Presseerklärung
zur Kirchensteuer-Aktion
Zur Jahreswende 2011/12 brachte der Katholikenkreis im Raum Frankfurt,
ein loser Zusammenschluss von Katholiken, mit einer neuen Homepage eine
Unterschriftenkampagne in die Öffentlichkeit: http://www.kirche-ohne-kirchensteuer.de/
. Diese Aktion ist der Gipfelpunkt einer Empörung
unter treugläubigen Katholiken, die es satt haben, mit ihren Kirchensteuern
innerkirchliche Unruhestifter, ja sogar Zerstörer zu finanzieren. Die
Initiatoren berufen sich auf das Kirchenrecht, das nach CIC Can 222 § 1
bestimmt, daß die Mittel, die der Kirche „zur Verfügung stehen, (…) für den
Gottesdienst, die Werke des Apostolats und der Caritas sowie für einen
angemessenen Unterhalt der in ihrem Dienst Stehenden“ zu dienen haben.

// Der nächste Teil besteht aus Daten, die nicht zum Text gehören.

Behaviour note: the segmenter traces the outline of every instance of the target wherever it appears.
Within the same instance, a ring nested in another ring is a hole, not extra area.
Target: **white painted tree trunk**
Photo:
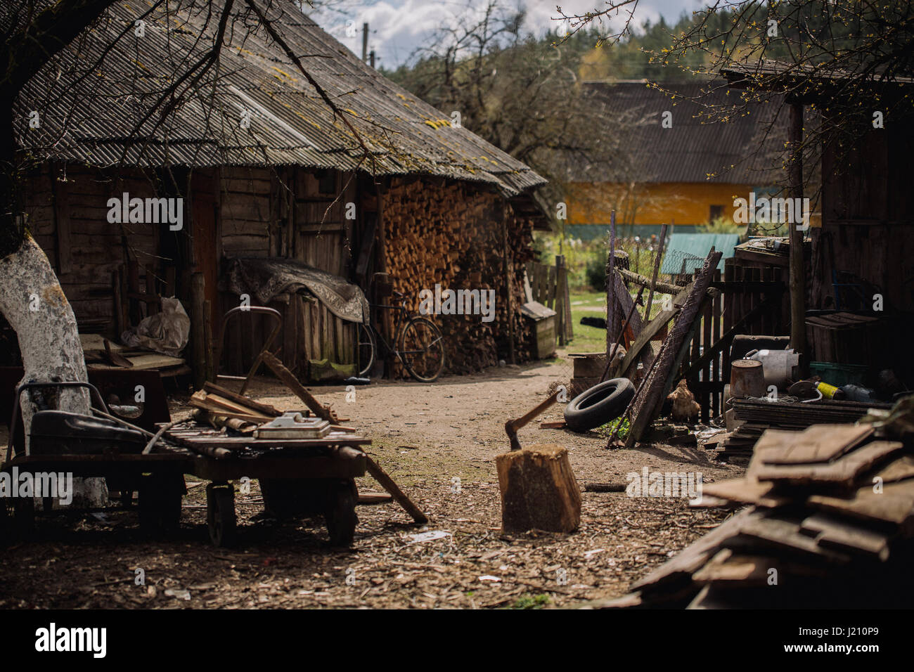
[[[16,251],[0,259],[0,313],[16,331],[26,374],[21,382],[85,381],[86,361],[73,309],[44,251],[31,237]],[[88,390],[61,390],[58,408],[90,412]],[[22,395],[22,418],[27,445],[36,411],[27,393]],[[12,437],[11,437],[12,438]],[[74,507],[106,503],[102,478],[74,479]]]

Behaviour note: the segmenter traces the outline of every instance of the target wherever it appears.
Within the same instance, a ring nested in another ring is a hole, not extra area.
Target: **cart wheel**
[[[324,518],[331,546],[352,546],[356,536],[356,502],[358,496],[356,481],[337,481],[327,485],[327,503]]]
[[[235,488],[228,483],[207,485],[207,525],[215,546],[233,546],[238,540]]]
[[[144,476],[143,481],[139,492],[140,528],[152,534],[174,532],[181,524],[184,476]]]
[[[35,532],[35,500],[16,497],[13,500],[13,524],[17,536],[30,537]]]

Die Gruppierung stützt sich in dieser Einschätzung z.B. auf Matthias
Matussek, der in einem Beitrag des Spiegel vom Mai 2011 „die Zwangsabgabe“ als
„moderne Form von Ablasshandel“ bezeichnete. Kirchenmittel flössen „wohl in
erster Linie in die Finanzierung von Katholikentagen und Thesenpapieren, auf
denen der Papst als rückständig und autoritär beschimpft wird und die Aufhebung
des Zölibats gefordert wird“. Matussek konkludiert: „die Gremienkatholiken
(verwenden) die Steuern dafür (…), Glaubens-Bastionen und Traditionen
einzureißen“.
Vom Glaubens- und kirchenrechtlichen Standpunkt aus betrachten die
Vertreter der Piusbruderschaft das Problem: Auf ihrer Homepage http://www.piusbruderschaft.de/
stellen sie die krasseste Form des Missbrauchs der Kirchensteuer dar: „Wer
nicht zahlt, erhält keine Sakramente mehr. Das ist im Grunde genommen Simonie.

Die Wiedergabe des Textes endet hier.